The House Ways and Means Committee’s official Report on H.R. 1, the Tax Cuts and Jobs Act, the tax reform bill that passed the House, includes additional explanations of the bill that were not previously included in the Committee’s initial section-by-section summary (or additional summary) or the Joint Committee on Taxation’s description of the bill. The Committee Report also addresses certain technical issues with the bill.
Deemed repatriation inclusion mechanics. For example, the Committee Report acknowledges that the bill’s mandatory deemed repatriation provisions requiring U.S. shareholders to include their pro rata share of their specified foreign corporation’s earnings and profits could be interpreted to require multiple inclusions with respect to the same earnings and profits in certain cases. The Committee Report states that such multiple inclusions are not intended:
The Committee is aware that certain aspects of this section require additional attention. For example, the Committee recognizes that the definition of post-1986 earnings and profits could operate to count the same earnings twice where a specified foreign corporation makes a distribution to another specified foreign corporation on or after November 2, 2017, but prior to the end of the taxable year to which section 965 applies. The Committee intends to correct this inappropriate result. Additionally, the Committee is aware that the definition of post-1986 earnings and profits in this section includes a provision that increases post-1986 earnings and profits by the amount of any qualified deficit, within the meaning of section 952 of the Code. The Committee intends to revise this provision to allow qualified deficits to reduce post-1986 earnings and profits for purposes of section 965 and to ensure that qualified deficits taken into account under section 965 cannot be used to reduce future subpart F income. The Committee also understands that the existing net operating loss (NOL), overall domestic loss (ODL), and foreign tax credit carry-forward rules may interact with income inclusions arising from section 965 in ways that may not be appropriate and that require additional consideration.”
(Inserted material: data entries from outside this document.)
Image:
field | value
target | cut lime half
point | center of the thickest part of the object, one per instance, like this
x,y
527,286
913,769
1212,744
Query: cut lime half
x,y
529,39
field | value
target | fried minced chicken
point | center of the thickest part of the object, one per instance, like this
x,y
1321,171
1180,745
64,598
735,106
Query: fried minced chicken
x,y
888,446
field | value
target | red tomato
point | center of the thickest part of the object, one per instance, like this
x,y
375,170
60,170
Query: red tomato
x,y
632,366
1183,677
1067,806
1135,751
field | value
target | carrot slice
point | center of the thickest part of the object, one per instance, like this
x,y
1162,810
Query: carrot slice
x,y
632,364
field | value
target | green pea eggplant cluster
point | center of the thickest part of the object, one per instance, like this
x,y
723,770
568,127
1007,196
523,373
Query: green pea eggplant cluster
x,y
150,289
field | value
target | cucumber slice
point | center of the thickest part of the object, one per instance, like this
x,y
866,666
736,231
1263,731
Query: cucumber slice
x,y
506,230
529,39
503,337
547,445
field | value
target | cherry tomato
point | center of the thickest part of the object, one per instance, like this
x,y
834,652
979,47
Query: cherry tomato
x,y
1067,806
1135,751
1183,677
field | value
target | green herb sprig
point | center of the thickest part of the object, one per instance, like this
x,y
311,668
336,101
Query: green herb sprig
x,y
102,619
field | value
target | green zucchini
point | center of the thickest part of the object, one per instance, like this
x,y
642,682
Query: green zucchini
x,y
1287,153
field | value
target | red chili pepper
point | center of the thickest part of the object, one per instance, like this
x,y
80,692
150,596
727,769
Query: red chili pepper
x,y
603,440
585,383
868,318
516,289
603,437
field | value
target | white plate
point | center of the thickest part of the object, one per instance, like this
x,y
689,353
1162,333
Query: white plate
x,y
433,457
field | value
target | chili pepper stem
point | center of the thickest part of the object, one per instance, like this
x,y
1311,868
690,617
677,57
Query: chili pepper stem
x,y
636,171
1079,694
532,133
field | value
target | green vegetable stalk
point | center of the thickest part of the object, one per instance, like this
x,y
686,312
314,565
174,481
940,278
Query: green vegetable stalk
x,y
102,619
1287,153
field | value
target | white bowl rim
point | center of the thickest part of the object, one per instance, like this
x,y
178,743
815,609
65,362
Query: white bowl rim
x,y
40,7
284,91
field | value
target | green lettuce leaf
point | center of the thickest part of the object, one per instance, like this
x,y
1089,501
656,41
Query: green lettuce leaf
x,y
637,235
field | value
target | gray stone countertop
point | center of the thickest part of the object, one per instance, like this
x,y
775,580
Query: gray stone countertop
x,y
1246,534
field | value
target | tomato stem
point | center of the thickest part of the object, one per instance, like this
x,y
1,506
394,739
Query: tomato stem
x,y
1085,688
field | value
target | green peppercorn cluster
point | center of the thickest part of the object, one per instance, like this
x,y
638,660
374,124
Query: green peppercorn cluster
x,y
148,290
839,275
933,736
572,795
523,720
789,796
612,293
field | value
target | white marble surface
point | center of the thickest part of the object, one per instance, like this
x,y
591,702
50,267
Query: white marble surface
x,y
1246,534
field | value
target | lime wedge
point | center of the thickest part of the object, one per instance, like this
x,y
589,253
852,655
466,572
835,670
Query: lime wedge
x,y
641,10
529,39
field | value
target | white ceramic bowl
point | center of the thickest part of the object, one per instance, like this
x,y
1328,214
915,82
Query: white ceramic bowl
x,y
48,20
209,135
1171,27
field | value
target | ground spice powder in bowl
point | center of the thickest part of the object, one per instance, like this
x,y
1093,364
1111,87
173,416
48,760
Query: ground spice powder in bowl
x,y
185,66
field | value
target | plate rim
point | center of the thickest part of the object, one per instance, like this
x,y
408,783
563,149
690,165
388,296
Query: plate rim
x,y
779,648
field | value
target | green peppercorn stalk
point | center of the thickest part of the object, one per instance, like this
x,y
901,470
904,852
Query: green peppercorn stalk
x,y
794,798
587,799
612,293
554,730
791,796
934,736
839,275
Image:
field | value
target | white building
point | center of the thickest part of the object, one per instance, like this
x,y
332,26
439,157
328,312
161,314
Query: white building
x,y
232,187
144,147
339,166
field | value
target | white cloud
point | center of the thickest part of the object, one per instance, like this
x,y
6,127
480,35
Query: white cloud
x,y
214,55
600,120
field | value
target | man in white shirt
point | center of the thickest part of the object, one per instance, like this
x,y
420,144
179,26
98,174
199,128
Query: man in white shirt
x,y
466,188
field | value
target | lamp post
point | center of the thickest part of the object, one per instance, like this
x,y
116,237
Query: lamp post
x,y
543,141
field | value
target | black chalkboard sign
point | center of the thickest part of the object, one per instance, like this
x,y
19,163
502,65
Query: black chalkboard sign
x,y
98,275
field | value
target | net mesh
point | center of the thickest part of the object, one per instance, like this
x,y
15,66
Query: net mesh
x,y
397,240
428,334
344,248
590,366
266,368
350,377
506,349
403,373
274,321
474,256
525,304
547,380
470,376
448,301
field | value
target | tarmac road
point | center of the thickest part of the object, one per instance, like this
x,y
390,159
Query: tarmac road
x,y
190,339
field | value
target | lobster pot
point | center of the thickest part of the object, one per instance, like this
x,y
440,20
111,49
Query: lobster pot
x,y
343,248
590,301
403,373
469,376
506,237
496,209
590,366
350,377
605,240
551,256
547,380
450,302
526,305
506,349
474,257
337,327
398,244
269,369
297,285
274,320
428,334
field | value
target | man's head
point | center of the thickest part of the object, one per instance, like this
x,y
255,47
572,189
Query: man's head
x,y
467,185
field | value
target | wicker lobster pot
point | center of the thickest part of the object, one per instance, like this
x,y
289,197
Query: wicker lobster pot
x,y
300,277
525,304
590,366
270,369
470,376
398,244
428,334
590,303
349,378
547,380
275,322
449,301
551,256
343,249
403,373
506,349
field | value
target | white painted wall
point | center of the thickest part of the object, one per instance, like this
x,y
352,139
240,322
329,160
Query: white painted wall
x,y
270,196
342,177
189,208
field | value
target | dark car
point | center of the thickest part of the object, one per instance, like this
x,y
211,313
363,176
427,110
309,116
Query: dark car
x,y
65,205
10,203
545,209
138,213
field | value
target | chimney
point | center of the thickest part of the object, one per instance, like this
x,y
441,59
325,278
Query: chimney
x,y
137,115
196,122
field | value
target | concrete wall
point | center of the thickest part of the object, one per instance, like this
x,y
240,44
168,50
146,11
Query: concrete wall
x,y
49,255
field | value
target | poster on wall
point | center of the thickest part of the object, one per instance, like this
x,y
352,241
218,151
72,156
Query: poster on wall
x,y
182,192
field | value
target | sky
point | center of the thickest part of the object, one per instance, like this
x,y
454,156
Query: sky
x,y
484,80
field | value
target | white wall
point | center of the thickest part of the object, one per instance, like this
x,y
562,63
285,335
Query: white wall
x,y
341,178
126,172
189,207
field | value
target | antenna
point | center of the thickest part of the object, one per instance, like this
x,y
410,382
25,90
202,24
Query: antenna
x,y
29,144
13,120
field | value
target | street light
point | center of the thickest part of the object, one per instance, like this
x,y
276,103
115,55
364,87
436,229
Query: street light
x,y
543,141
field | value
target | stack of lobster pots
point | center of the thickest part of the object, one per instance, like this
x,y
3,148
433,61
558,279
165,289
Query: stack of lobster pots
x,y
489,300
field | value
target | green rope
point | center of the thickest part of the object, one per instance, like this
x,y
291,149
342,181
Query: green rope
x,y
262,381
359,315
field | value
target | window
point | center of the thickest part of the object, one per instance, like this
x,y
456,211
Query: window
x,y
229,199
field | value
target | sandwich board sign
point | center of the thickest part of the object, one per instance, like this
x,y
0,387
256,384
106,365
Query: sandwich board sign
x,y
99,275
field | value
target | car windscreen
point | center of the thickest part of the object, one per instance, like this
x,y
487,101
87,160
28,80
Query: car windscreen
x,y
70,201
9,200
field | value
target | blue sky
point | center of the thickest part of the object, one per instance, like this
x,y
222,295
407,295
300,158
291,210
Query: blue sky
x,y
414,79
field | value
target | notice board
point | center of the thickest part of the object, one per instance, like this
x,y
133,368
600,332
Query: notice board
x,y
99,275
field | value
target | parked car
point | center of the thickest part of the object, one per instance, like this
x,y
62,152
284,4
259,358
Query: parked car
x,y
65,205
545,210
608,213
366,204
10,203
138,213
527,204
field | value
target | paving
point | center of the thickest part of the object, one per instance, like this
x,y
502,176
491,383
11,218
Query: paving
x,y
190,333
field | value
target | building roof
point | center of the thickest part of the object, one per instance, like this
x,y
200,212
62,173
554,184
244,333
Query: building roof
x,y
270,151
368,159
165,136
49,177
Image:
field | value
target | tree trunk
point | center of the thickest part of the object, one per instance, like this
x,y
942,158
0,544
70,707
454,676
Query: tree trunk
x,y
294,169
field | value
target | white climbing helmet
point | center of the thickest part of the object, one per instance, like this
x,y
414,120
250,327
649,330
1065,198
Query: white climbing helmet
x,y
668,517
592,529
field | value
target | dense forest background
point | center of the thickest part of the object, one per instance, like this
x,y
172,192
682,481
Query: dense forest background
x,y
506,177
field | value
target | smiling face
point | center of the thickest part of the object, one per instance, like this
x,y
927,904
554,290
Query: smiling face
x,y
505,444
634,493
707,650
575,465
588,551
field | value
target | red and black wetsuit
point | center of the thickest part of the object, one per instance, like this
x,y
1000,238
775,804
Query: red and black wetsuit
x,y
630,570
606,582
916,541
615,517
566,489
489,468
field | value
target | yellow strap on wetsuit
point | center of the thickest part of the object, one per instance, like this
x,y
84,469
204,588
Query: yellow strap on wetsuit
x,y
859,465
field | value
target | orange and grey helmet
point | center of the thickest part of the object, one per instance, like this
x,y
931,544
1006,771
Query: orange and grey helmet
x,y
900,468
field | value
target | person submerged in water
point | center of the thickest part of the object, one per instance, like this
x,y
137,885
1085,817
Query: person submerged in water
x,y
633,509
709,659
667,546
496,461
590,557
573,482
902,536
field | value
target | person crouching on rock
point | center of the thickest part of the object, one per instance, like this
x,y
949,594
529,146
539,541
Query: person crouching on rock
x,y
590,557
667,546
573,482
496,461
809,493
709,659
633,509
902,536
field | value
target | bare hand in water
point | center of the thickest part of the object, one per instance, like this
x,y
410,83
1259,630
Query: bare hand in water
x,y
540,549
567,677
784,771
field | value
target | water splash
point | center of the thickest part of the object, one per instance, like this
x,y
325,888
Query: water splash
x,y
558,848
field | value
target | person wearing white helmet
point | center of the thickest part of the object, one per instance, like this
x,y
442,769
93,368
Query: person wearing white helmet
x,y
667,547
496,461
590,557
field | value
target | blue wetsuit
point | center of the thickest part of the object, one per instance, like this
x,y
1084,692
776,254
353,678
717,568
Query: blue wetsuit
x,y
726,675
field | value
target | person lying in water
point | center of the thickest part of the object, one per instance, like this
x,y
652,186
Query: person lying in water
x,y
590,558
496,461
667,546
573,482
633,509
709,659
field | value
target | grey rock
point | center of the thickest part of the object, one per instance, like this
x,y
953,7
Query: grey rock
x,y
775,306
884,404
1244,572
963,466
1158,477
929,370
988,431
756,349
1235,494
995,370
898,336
Contributions to corporate capital. Another provision of the bill that raises uncertainty as to its scope and its effect on other provisions of the Code is section 3304, which adds a new section 76 to the Code to treat capital contributions to corporations not in exchange for stock as gross income to the corporation, which the Committee had described as intended to remove the federal tax subsidy for state and local governments to offer concessions to businesses that locate in their jurisdiction (a common example of which is land grants or other subsidies for sports stadiums). The provision could be read to apply to a capital contribution by a corporation to its wholly owned subsidiary, if the transferee corporation did not formally issue additional stock. The Committee Report clarifies that these transactions are not within the scope of new section 76:
“The provision does not change the application of the meaningless gesture doctrine, described in Lessinger v. Commissioner, 872 F.2d 519 (2d. Cir. 1989) and related cases, as well as in administrative guidance. Thus, under the provision, whether incremental shares of stock are issued when the existing shareholder or shareholders of a corporation make a pro-rata contribution to the capital of the corporation is not determinative of whether the contribution is included in income of the corporation.”